9. Napewno nie zostaniecie sami !!! jeżeli przyjdziecie pokażecie się nikt Was nie wyśmieje nikt was nie wygoni !!! Ale żeby się zaprezentować należy coś zrobić !!! i nie chodzi mi tu żebyście pobili prezesa czy 2 radiowozy policji :mrgreen: bo my się chuligaństwa brzydzimy :mrgreen: A tak całkiem serio jakaś flaga, świeca dymna, fajerwerki, rozpoczęcie kibicowania (zorganizujcie, a napewno z meczu na mecz będzie was więcej)
P.S. Pewnie Emil dopisze tu litanie.
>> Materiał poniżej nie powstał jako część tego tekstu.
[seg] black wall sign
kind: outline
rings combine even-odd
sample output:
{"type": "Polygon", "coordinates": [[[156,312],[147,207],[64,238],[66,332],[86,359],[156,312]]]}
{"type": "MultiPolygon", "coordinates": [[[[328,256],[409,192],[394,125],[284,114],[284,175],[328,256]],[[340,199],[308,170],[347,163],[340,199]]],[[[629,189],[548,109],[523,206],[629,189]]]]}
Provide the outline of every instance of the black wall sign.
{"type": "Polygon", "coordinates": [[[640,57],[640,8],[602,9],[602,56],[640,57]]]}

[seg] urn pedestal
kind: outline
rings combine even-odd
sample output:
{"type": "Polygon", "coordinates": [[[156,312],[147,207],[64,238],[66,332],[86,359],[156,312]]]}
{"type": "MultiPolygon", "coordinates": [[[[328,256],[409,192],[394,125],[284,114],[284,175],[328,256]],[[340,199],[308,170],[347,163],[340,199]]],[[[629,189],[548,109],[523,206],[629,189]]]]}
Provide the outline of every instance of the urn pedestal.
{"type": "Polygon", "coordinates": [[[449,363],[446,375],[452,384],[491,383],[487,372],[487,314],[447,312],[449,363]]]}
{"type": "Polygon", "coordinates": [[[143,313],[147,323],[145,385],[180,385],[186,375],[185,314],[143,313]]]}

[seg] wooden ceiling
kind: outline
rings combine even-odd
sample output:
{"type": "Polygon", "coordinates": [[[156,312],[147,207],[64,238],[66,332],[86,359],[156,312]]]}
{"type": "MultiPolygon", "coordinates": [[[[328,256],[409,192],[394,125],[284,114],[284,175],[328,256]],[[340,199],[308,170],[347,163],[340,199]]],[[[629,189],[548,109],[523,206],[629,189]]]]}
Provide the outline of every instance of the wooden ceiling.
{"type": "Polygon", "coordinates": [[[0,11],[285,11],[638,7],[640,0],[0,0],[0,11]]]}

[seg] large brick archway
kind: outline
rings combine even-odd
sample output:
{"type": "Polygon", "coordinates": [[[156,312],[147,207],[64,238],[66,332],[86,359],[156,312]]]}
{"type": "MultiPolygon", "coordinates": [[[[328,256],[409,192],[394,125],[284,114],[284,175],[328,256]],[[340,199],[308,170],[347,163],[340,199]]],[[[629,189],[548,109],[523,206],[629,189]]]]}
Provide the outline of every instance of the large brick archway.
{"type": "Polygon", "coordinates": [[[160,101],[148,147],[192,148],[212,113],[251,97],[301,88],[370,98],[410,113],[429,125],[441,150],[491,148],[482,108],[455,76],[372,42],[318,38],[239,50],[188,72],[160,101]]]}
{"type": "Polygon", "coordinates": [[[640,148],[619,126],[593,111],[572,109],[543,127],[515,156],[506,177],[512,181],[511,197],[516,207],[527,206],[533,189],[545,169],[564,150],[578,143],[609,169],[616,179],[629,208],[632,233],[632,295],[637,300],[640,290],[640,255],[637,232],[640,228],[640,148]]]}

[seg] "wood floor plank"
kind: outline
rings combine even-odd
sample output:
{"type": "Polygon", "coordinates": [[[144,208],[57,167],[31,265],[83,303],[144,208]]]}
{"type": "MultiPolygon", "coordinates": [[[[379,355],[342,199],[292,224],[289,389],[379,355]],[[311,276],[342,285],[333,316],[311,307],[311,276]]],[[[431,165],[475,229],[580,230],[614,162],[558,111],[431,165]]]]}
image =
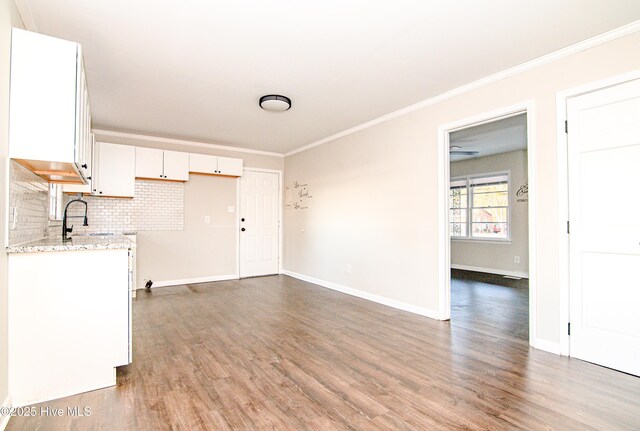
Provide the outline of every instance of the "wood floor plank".
{"type": "MultiPolygon", "coordinates": [[[[511,284],[510,284],[511,283],[511,284]]],[[[7,430],[635,430],[640,379],[528,346],[522,282],[439,322],[286,276],[139,292],[118,385],[7,430]]]]}

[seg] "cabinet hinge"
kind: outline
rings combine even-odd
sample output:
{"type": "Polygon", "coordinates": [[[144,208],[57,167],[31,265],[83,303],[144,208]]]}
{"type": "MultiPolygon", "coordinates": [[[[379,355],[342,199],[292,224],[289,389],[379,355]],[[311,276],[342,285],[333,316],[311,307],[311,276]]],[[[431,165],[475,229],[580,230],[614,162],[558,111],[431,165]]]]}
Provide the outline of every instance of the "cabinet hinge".
{"type": "Polygon", "coordinates": [[[571,233],[571,229],[570,229],[570,224],[569,224],[569,220],[567,220],[567,233],[571,233]]]}
{"type": "Polygon", "coordinates": [[[567,335],[571,335],[571,322],[567,323],[567,335]]]}
{"type": "Polygon", "coordinates": [[[569,122],[564,120],[564,133],[569,133],[569,122]]]}

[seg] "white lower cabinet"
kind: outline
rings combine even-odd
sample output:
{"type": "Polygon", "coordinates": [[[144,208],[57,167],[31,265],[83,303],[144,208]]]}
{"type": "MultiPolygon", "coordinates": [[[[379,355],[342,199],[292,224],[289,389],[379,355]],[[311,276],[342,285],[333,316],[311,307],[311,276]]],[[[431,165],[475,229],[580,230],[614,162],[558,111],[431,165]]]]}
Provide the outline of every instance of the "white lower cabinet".
{"type": "Polygon", "coordinates": [[[115,385],[129,363],[128,260],[127,249],[9,254],[14,406],[115,385]]]}

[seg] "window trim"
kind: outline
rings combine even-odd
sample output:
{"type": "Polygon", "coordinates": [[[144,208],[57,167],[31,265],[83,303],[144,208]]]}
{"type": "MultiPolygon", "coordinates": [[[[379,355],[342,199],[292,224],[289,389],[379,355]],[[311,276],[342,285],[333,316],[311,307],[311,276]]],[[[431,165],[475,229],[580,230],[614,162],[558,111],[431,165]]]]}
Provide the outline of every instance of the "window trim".
{"type": "Polygon", "coordinates": [[[49,183],[49,220],[50,221],[62,220],[63,196],[64,196],[64,193],[62,191],[62,184],[49,183]],[[51,200],[53,199],[53,197],[51,196],[51,194],[54,188],[56,189],[56,195],[55,195],[56,208],[55,208],[55,213],[52,213],[51,200]]]}
{"type": "MultiPolygon", "coordinates": [[[[451,206],[449,206],[449,239],[459,242],[482,242],[482,243],[511,243],[512,242],[512,227],[511,213],[513,208],[513,199],[511,198],[511,170],[495,171],[495,172],[483,172],[481,174],[461,175],[458,177],[451,177],[449,180],[449,193],[451,193],[451,183],[465,181],[467,185],[467,232],[465,236],[451,236],[451,206]],[[496,177],[500,175],[507,176],[507,237],[506,238],[483,238],[474,237],[471,235],[471,229],[473,228],[472,214],[473,214],[473,197],[471,192],[471,181],[478,178],[496,177]]],[[[501,207],[503,208],[503,207],[501,207]]]]}

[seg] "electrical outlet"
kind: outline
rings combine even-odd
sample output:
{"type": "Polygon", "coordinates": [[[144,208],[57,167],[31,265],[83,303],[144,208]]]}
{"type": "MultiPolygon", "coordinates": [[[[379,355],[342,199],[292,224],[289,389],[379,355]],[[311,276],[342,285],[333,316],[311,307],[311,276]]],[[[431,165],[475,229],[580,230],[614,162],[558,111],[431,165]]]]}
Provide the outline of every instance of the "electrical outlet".
{"type": "Polygon", "coordinates": [[[205,224],[211,223],[211,216],[204,216],[204,223],[205,224]]]}
{"type": "Polygon", "coordinates": [[[520,256],[513,256],[513,263],[520,263],[520,256]]]}
{"type": "Polygon", "coordinates": [[[124,224],[131,224],[131,216],[124,216],[124,224]]]}
{"type": "Polygon", "coordinates": [[[234,213],[234,212],[236,212],[236,207],[227,207],[227,212],[228,212],[228,213],[234,213]]]}
{"type": "Polygon", "coordinates": [[[347,263],[346,270],[347,270],[347,274],[351,274],[351,264],[350,263],[347,263]]]}

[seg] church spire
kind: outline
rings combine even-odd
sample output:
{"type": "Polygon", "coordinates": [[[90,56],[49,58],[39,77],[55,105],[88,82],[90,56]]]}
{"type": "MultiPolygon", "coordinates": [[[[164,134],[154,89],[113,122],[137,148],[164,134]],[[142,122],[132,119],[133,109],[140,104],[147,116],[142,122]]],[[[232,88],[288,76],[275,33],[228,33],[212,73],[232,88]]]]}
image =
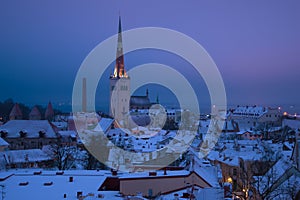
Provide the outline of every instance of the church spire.
{"type": "Polygon", "coordinates": [[[116,54],[116,65],[114,69],[114,78],[128,77],[124,67],[123,43],[122,43],[122,25],[121,17],[119,16],[119,30],[118,30],[118,46],[116,54]]]}

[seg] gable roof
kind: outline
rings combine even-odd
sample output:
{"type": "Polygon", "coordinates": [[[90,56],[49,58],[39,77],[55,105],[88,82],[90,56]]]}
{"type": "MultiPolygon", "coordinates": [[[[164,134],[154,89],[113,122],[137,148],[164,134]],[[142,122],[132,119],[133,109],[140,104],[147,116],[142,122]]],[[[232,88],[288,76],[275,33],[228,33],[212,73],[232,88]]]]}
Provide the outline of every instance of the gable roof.
{"type": "Polygon", "coordinates": [[[3,138],[0,137],[0,146],[9,146],[9,144],[3,138]]]}

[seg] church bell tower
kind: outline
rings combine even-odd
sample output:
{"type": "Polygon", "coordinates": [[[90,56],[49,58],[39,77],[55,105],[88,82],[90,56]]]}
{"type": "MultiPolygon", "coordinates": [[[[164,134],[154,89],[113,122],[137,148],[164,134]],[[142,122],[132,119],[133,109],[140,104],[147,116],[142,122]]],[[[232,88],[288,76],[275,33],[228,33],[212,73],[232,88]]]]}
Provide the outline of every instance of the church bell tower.
{"type": "Polygon", "coordinates": [[[113,74],[110,76],[110,106],[109,114],[122,123],[129,113],[130,78],[125,71],[121,17],[119,17],[118,44],[116,64],[113,74]]]}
Jeżeli obserwuje ten temat.
_________________ MKS NYSA ZGORZELEC
1972-2013 Historia która trwa...
"Dla nas mecz bywa świętem, a dzień święty się święci"
1. Mieszkam we Wrocławiu - jestem sporadycznie na Nysie ale jestem !!!
To się liczy a my zbieramy ludzi, badamy nastroje i co najważniejsze są w Zgorzelcu ludzie dla których Nysa to więcej niż tylko jakiś tam klub w okręgówce.
chazol napisał/a:
7. Wyjazdy - wypada jeździć - chociaż tam gdzie blisko i gdzie są kibice!!!
Byłem w Radzimowie z kumplem i normalnie jednym słowem porażka ale było tam ogólnie z 10-20 kibiców Nysy
chazol napisał/a:
3. Powinniście wszyscy się przenieść na sektor kibiców Nysy. (PRIORYTET)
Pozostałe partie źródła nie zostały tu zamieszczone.